Tekst: Meike Kolkman
Dialoog versus ongeopende brieven
Terwijl de laatste genodigden snel een stoel zoeken, opent Bastiaan van Merwijk de debatmiddag. Tegenover hem een zee van rechters, advocaten en vertegenwoordigers van het Openbaar Ministerie. Naast hem Bas Zwier en Willem Nijkerk, microfoons en flip-overs binnen handbereik. De eerste spreker is Fatimzahra Baba, geborgen en getogen in Amsterdam-West en verbinder van het systeem en de wijk.
“Vijftien jaar geleden vroeg Herman Bolhaar me hoe het kwam dat hij steeds te maken had met jeugd uit Nieuw-West. Ze waren zo jong. Wat kon hij er anders in doen? Dat was het begin van een mooie samenwerking die we ‘Herman en de Wijken’ doopten. Met als doel preventie, gebaseerd op dialoog.” En die dialoog is hard nodig, zie Fatimzahra. Mensen die te maken krijgen met de rechtspraak staan er vaak ver vanaf. Vertrouwen ontbreekt, er zijn weinig positieve rolmodellen en netwerken. Fatimzahra: “Als ik buurtbewoners bezoek zie ik soms een doos vol met ongeopende brieven van instanties in het portiek.
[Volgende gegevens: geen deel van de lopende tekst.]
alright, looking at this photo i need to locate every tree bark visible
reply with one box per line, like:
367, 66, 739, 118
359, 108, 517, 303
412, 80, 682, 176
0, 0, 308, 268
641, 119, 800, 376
Hoe kunnen we dat gesprek anders voeren?”
Ongelijke toegang tot rechtsbescherming
Op een scherm verschijnt de eerste stelling van vanmiddag, waarop via Mentimeter gestemd kan worden: ‘Juridische taal is de grootste barrière tussen burgers en de rechtsstaat’. Het merendeel van de aanwezigen stemt oneens. Toch zien velen wel dat het beter kan. Fatimzahra: “Je kunt naast een brief ook een spraakbericht sturen, zo maak je op een simpele manier verbinding. Menselijk, vanuit vertrouwen.”
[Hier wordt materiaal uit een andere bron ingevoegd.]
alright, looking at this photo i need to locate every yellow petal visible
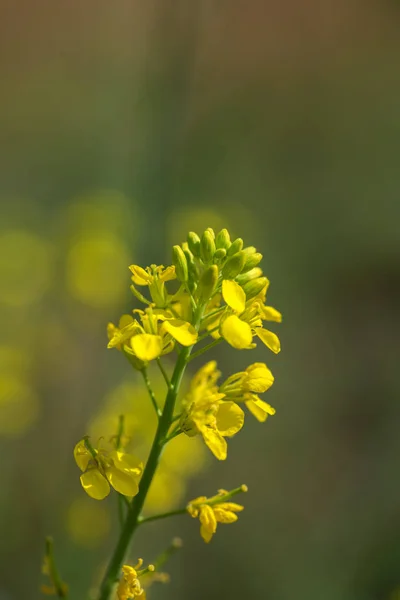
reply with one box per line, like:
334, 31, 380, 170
213, 507, 239, 523
245, 363, 274, 393
74, 439, 91, 472
221, 315, 253, 349
217, 502, 244, 512
199, 504, 217, 542
130, 333, 163, 361
222, 280, 246, 314
107, 320, 140, 349
158, 265, 176, 282
245, 397, 276, 422
201, 427, 227, 460
106, 466, 140, 497
254, 327, 281, 354
161, 319, 198, 346
129, 265, 152, 286
261, 305, 282, 323
80, 468, 110, 500
216, 401, 244, 436
109, 451, 143, 477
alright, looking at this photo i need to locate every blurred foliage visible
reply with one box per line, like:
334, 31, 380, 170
1, 0, 400, 599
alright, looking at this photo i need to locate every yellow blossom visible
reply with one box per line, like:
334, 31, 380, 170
74, 439, 143, 500
180, 362, 244, 460
129, 263, 176, 307
187, 490, 244, 543
220, 362, 276, 422
117, 560, 154, 600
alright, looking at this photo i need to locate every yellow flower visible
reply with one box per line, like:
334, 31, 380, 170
180, 362, 244, 460
117, 560, 154, 600
107, 308, 197, 363
74, 439, 143, 500
187, 491, 244, 543
129, 263, 176, 307
220, 362, 276, 422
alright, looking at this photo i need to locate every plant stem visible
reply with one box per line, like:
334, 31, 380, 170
141, 369, 162, 418
188, 338, 222, 362
138, 508, 187, 525
97, 305, 204, 600
156, 357, 171, 387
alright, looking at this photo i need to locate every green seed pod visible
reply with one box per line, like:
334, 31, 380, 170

Met de tweede stelling; ‘Niet alle burgers hebben gelijke toegang tot rechtbescherming’ zijn bijna alle aanwezigen het eens. Uit de discussie die ontstaat in de zaal blijkt dat de eigen bijdrage nog steeds een drempel is. Rechtszaken worden soms zo groot dat het dan niet meer te betalen is voor burgers. Daar schort dus de rechtsbescherming.
Crisis? Oplossingen zelf in handen
Tijd voor de tweede spreker, bijzonder hoogleraar Strafrechtspraktijk Patrick van der Meij. Hij gooit meteen de knuppel in het hoenderhok. Want is er een crisis in de rechtsstaat? Hij noemt het liever gedonder dat er niet had hoeven zijn. “We hebben de oplossingen zelf in handen. Natuurlijk zijn er de bedreigingen zoals de togadriehoek die benoemt. Maar laten we kijken naar voor wie wij het doen: de afnemers van het product strafrecht. Ons werk verhoudt zich misschien slecht tot de wereld van de problemen van hun dagelijkse leven. Dus moeten we die afnemers warm maken voor ons product. Als wij de burger kwijtraken dan doen we het uiteindelijk alleen maar voor onszelf. Dan verliezen we degenen waarover we oordelen.”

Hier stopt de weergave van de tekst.